Nonetheless, both the Comandante and John Paul II were able to get past that dark detail of the past and made the first visit by a Pope to Cuba (1998) an event that, in one way or another, benefited both parties.

Many of my colleagues who came here to cover that trip had enormous expectations about its political implications, but they were overlooking the facts that Cubans aren’t Poles, they’re not predominantly Catholic and the only trade union that exists here supports the government.

I remember when I was broadcasting the arrival of John Paul II live for BBC, my colleagues asked me to talk with some of the people who were crowded along both sides of Boyeros Avenue, the route that connects the airport with the capital city.

I chose an over 60-year-old woman who was standing with a group of nuns. I gave here the cellphone and my colleague in London asked her why she was there. “It’s because I’m a member of the party and Fidel asked us to welcome the Pope warmly,” she replied.

The Comandante had previously spoke for six hours on the national television calling for all party members to attend the Mass, and also trying to clean up the image of John Paul II from the past references about his involvement in the collapse of European communism.

Ultimately the visit was a success both for the Cuban government and for the Catholic Church, though mutual distrust remained. Things changed radically in 2008 with the official endorsement of Raul Castro as president.

The first foreign visitor received by this new head of government was Tarcisio Bertone, the Vatican Secretary of State, who later attempted to mediate a prisoner exchange with the US. The effort was unsuccessful but two years later came the release of all Cuban prisoners of conscience.

Church-state relations are now at their best since 1959. They are even better than during the visit by John Paul II, but the atmosphere isn’t the same, despite the welcome signs and the streets that lie newly paved for the Pope-mobile.


The island’s dissidents feel betrayed by Cardinal Ortega and the laypersons around him, who they say are encouraging all parishioners to support Raul Castro’s reforms – thereby  marginalizing the opposition within the church.

The role of the Catholic Church continues to grow. Photo: Raquel Perez

In Miami, the exile press is criticizing the visit. They’re calling on Benedict XVI to meet with dissidents and have applauded the occupation of the church buildings by government opponents, though those individuals were eventually ousted by the police at the request of the Catholic Church itself.

On the island, more than a few Santeria priests were offended by being excluded from official activities around the visit. The Afro-Cuban religions are considered to have the greatest number of worshipers among the people and they believe that their being disregarded is a form of discrimination.

Among Protestants, there are some who suspect that the alliance of the church and the government will lead to the conversion of the secular state to Catholicism, a religion that already has two journals of its own and has the only center open for political debate.

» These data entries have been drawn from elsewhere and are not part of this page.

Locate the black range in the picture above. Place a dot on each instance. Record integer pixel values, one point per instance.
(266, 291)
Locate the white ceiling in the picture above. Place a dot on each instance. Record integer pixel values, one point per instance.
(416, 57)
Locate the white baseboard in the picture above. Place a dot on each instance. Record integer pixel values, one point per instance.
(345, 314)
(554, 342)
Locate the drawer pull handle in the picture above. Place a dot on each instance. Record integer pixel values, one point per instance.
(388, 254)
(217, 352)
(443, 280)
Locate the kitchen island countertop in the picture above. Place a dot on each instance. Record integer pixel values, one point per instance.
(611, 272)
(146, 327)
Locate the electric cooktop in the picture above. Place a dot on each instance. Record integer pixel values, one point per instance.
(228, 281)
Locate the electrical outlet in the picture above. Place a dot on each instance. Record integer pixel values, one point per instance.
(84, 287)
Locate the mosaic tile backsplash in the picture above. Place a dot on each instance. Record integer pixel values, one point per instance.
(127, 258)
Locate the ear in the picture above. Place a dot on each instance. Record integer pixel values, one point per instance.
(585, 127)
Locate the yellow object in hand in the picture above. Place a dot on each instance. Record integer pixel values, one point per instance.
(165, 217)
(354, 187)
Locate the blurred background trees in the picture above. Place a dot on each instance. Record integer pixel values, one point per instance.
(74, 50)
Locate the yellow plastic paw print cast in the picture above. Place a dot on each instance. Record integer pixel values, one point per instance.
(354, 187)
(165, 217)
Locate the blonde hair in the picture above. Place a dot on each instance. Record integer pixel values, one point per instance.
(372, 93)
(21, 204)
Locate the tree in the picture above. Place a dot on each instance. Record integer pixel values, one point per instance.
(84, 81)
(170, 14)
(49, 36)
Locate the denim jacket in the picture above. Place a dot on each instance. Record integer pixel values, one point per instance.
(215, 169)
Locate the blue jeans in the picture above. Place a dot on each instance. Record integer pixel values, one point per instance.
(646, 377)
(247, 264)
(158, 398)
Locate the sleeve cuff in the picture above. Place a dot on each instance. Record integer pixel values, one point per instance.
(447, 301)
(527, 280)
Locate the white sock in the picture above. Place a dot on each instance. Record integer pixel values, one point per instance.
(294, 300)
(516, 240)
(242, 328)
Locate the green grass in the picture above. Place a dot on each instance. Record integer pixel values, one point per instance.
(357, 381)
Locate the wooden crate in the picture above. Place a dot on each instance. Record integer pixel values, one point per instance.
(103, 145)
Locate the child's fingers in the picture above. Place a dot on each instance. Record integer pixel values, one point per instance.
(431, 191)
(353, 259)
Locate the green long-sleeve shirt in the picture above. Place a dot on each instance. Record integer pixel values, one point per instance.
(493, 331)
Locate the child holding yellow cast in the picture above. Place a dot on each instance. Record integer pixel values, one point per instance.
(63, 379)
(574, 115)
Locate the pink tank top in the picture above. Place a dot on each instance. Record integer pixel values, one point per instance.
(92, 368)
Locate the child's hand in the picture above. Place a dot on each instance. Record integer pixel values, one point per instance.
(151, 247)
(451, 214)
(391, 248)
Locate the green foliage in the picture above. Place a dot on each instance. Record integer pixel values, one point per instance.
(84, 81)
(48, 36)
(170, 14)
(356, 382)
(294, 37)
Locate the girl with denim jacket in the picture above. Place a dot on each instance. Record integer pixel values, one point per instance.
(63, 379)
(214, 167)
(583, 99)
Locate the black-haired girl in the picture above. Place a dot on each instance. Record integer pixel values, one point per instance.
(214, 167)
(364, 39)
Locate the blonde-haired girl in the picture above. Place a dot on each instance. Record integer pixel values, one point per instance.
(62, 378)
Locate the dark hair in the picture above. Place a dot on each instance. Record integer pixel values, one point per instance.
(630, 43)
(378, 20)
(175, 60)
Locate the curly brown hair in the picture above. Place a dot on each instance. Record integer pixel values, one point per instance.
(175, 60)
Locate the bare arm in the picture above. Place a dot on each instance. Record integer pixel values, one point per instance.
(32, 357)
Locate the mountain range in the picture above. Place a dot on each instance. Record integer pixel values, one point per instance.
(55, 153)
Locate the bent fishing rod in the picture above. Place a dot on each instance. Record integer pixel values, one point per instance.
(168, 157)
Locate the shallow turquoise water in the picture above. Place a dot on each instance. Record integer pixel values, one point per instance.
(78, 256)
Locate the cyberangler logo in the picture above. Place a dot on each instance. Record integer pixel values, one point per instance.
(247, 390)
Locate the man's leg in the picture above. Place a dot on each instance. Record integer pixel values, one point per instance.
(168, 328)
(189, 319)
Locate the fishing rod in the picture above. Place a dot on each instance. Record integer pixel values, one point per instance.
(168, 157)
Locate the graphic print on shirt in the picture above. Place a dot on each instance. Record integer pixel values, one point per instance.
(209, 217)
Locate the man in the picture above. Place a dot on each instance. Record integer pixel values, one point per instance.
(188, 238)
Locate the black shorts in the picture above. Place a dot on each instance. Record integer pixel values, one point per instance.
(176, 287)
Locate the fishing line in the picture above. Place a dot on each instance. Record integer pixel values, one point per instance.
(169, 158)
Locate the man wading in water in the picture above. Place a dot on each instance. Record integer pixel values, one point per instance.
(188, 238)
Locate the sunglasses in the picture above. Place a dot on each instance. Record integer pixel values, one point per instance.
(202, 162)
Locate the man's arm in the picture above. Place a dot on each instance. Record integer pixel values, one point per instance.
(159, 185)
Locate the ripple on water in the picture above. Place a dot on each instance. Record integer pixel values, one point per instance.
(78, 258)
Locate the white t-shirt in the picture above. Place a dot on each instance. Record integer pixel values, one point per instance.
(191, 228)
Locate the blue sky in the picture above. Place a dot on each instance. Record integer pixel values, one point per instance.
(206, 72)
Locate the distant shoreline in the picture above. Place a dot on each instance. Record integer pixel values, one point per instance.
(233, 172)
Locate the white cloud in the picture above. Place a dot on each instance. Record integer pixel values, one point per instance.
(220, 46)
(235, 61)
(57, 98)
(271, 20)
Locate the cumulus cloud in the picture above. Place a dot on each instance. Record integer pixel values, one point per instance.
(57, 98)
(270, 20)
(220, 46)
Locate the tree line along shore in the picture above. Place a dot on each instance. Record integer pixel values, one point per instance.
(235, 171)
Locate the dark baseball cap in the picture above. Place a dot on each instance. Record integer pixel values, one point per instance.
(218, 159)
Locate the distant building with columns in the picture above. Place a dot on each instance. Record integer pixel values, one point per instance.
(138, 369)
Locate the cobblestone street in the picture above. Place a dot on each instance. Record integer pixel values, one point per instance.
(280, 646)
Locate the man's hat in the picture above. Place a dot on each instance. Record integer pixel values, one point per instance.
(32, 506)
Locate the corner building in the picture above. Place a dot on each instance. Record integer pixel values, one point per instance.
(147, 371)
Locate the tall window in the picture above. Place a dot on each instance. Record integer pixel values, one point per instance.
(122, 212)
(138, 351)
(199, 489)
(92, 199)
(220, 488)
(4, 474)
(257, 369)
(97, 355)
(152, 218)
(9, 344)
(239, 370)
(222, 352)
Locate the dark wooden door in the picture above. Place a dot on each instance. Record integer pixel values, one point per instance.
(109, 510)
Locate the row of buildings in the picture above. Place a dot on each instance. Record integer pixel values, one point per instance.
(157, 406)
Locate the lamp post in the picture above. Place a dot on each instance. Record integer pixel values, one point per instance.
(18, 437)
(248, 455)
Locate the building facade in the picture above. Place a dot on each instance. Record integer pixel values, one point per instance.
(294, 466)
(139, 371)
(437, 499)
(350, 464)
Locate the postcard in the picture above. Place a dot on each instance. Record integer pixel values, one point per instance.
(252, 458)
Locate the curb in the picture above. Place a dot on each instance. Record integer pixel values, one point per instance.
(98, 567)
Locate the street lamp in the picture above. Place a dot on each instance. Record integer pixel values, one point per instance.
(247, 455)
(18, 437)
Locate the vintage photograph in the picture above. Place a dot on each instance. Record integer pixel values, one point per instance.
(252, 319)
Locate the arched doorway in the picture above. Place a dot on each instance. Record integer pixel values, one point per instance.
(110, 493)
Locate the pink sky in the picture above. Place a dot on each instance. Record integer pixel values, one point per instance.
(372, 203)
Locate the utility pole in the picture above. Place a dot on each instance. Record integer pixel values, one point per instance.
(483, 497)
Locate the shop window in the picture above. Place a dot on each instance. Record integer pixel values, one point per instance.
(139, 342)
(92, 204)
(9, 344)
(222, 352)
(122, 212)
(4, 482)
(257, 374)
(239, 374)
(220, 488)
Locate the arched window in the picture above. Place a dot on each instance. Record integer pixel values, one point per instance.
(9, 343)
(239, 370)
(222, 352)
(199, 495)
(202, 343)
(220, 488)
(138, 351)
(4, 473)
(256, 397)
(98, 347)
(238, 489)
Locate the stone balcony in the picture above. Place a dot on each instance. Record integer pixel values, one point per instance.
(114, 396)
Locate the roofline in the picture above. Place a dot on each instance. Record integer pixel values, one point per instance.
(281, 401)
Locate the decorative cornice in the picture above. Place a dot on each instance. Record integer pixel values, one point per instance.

The LGBT community sees the Vatican’s dogmas favoring homophobia in Cuba to the extent that it considers homosexuality a moral deviation, prohibits same-sex unions and opposes transsexual operations.

There are also communists and revolutionaries who are concerned that the government will give in to Catholic demands, allowing that church to occupy a permanent space in the national press and, especially, that the state will authorize them to open education centers.

To think that both sides will continue to make concessions to each other seems logical since the alliance is continuing to strengthen. In fact, many analysts believe that Benedict’s visit to Cuba has as its main objective to support the position of Cardinal Jaime Ortega as a negotiator.

The truth is that they (the church and the government) both need each other. The Catholic Church has such a small social base in Cuba it could only aspire to a leading national role by allying itself with the government’s power. Meanwhile for the government, it’s essential to have a partner with the international weight of the Vatican.

With a certain degree of humor in his words, a revolutionary-Catholic friend told me that it isn’t strange that the party and the church understand each other so well.

He noted that both are top-down organizations led by leaders who hold office for life and have a disciplined membership who consider themselves the paradigms of all humanity.

(*) An Authorized Havana Times translation of the original published in Spanish by BBC Mundo.